Via Sam Barber's IG

Sam Barber, “Broken View” – Album Review

Sam Barber’s sophomore album Broken View is, in fact, broken in many ways. It primarily consists of nonspecific lyrics, predictable four-chord progressions, and ill-defined chorus melodies that consistently seem to move in a single downward direction. 

But Sam Barber is playing by a set of rules for this album that are fairly unique for the country genre. Hours before the album’s release, Mr. Barber wrote on social media:

“I know where it came from. You can decide what it means.”

A cynical reader might classify this as a self-conscious way for an untrained musician to pass off vague storytelling and undisciplined songwriting as an intentional artistic choice.

The French impressionist Edgar Degas once said something very similar to this pre-release social media caption: “Art is not what you see, but what you make others see.” And if we choose to agree with the words of a great master and accept the intention of Sam Barber, then this album is a success.

Broken View, as defined by its author and backed up by everything from its album art to its final song, is an impressionist work whose elements empower the listener to interpret the stories and extrapolate meaning.

There are no fine brush strokes, and the songs are far from photo-realistic. Instead, the musical colors bleed into one another, tension builds over time, and brief moments of lyrical clarity invite the listener’s participation and ultimately lead to a deeper emotional experience. 

The album’s opening line is a great example:

Achy hands, I wake up to find

This ain’t a one-way frozen street, we’re on borrowed time

These are vivid, specific, narratively-oriented lyrics that suggest more than they describe: bleary eyes, cold mornings, the particular exhaustion of someone who looks like he may have survived a winter or two. 

But the narrative never fully arrives. It’s a vignette. A single moment of clarity before the curtains are redrawn and the colors bleed back together. Expectation meets restraint, and the listener faces a choice: disengage, or search for something in the gaps. Those who choose to opt in become participants and are rewarded with something more personal than a conventional song could offer.

The album art is, fittingly, an impressionist photograph. Do you see a snapshot of a prairie landscape as seen from a moving vehicle or two windswept figures? For better or worse, the picture is up to interpretation by the viewer.

The same is true of every song on this album. What’s remarkable is that, despite the nonspecific lyrics and unconventional structure, Sam Barber always manages to convey the feeling, wherever it came from, directly to the listener. “Just a Kid” is the clearest example of how.

The lyrics don’t tell a coherent story, the melody is unmemorable, and the opening chord progression is unremarkable. 
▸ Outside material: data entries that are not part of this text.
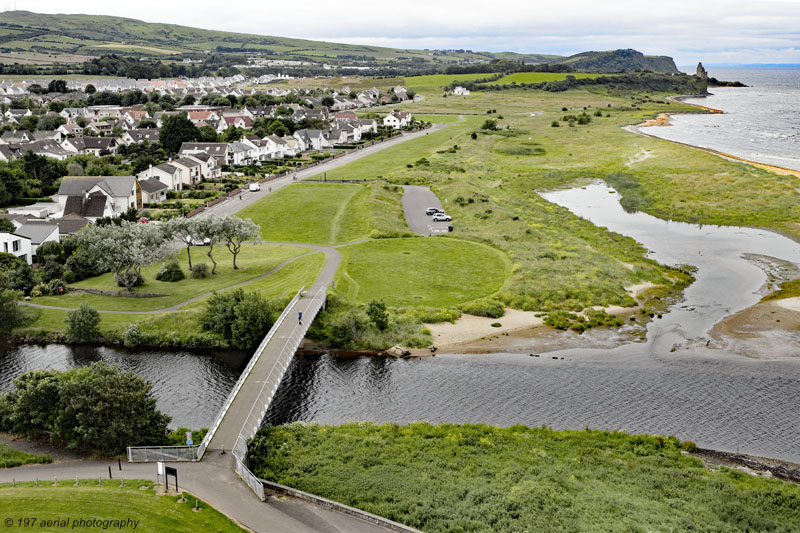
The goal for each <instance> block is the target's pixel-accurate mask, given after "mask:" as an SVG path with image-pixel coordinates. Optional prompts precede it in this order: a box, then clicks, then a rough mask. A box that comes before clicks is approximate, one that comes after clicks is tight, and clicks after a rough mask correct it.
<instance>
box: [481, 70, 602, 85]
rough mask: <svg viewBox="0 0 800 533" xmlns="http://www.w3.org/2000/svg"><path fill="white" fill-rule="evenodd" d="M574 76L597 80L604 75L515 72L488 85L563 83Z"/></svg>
mask: <svg viewBox="0 0 800 533" xmlns="http://www.w3.org/2000/svg"><path fill="white" fill-rule="evenodd" d="M567 76H573V77H575V78H577V79H582V78H596V77H598V76H602V74H592V73H588V72H515V73H513V74H508V75H506V76H503V77H502V78H500V79H499V80H497V81H492V82H489V83H488V85H506V84H511V83H542V82H543V81H561V80H565V79H567Z"/></svg>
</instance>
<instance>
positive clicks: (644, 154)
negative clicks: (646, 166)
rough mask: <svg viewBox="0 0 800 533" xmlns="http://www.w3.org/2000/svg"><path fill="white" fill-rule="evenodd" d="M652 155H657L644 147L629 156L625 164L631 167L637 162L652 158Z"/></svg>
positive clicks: (654, 156)
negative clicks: (643, 148) (650, 151)
mask: <svg viewBox="0 0 800 533" xmlns="http://www.w3.org/2000/svg"><path fill="white" fill-rule="evenodd" d="M651 157H655V155H654V154H653V153H652V152H649V151H647V150H644V149H643V150H641V151H640V152H639V153H638V154H636V155H634V156H632V157H629V158H628V161H627V162H626V163H625V166H626V167H630V166H632V165H635V164H636V163H641V162H642V161H645V160H647V159H650V158H651Z"/></svg>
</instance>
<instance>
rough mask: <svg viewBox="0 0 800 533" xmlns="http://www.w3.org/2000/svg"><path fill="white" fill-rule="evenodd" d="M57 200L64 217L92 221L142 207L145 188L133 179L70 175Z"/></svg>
mask: <svg viewBox="0 0 800 533" xmlns="http://www.w3.org/2000/svg"><path fill="white" fill-rule="evenodd" d="M57 197H58V205H59V207H60V208H61V216H62V217H63V216H65V215H80V216H82V217H84V218H88V219H90V220H92V221H93V220H96V219H98V218H100V217H106V216H118V215H121V214H122V213H124V212H125V211H127V210H128V208H130V207H135V208H137V209H138V208H140V207H141V206H142V189H141V187H140V186H139V183H138V182H137V181H136V178H135V177H133V176H67V177H64V178H62V179H61V186H60V187H59V188H58V195H57Z"/></svg>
It’s the macro view that intrigues. As the song continues, tension grows. We move up a melodic staircase, and the production expands. Nearly two minutes pass, and just like that, it fades. Supposedly, we’ve arrived at the second verse, but it’s unclear how we got there. Does this song have a chorus? What was all that tension leading to?

Maybe that’s exactly the point. 

“Just a Kid” is not a song about a specific moment or a specific person. It’s a song about what it feels like to be young and to have these incredibly intense emotions that lack direction. To not know what you want, only that you have this overwhelming urge to want something. Being ‘just a kid’ feels like chaos, noise, and blurriness. 

Debussy invented musical impressionism for exactly this reason. His compositions didn’t follow the rules of conventional tension and resolution. They created an atmosphere, evoked feeling, and they trusted the listener to interpolate the story within the space he left open. Sam Barber is doing the same thing. An undefined melody and an unresolved chorus aren’t failures of craft. They are the craft.

“The More I Hope” succeeds in a similar paradoxical way. The technical elements are ham-fisted: the chorus melody is flat, the guitar strum pattern uninspired, and the song is structured like a mid-album track on a mid-2010s Mumford & Sons record. Up close, the brushwork looks juvenile, even amateurish. But this track finds power in the extra-musical qualities. The fuzzy guitar tone and Barber’s passionate delivery are a pleasure to listen to. 

The decision to continuously build tension and withhold resolution achieves a similar effect to that of “Borrowed Time”. It works. The message of this song is that the more you hope and build tension inside yourself, the less you find satisfying resolution.

Like getting behind the wheel after smoking a joint, this album will occasionally snap the listener into a sudden moment of clarity and ask, “Have I looked out the front windshield once in the last twenty minutes?” 

The effect is an enveloping trance, not boredom.

Broken View will not be for everyone. There will be listeners who squint their ears, search for the hook, wait for the payoff, and walk away empty-handed. All told, that is a valid response.

But for those willing to step back, participate, and bring something of themselves to the listening experience, this album will find a place inside you that more technically accomplished records might never reach.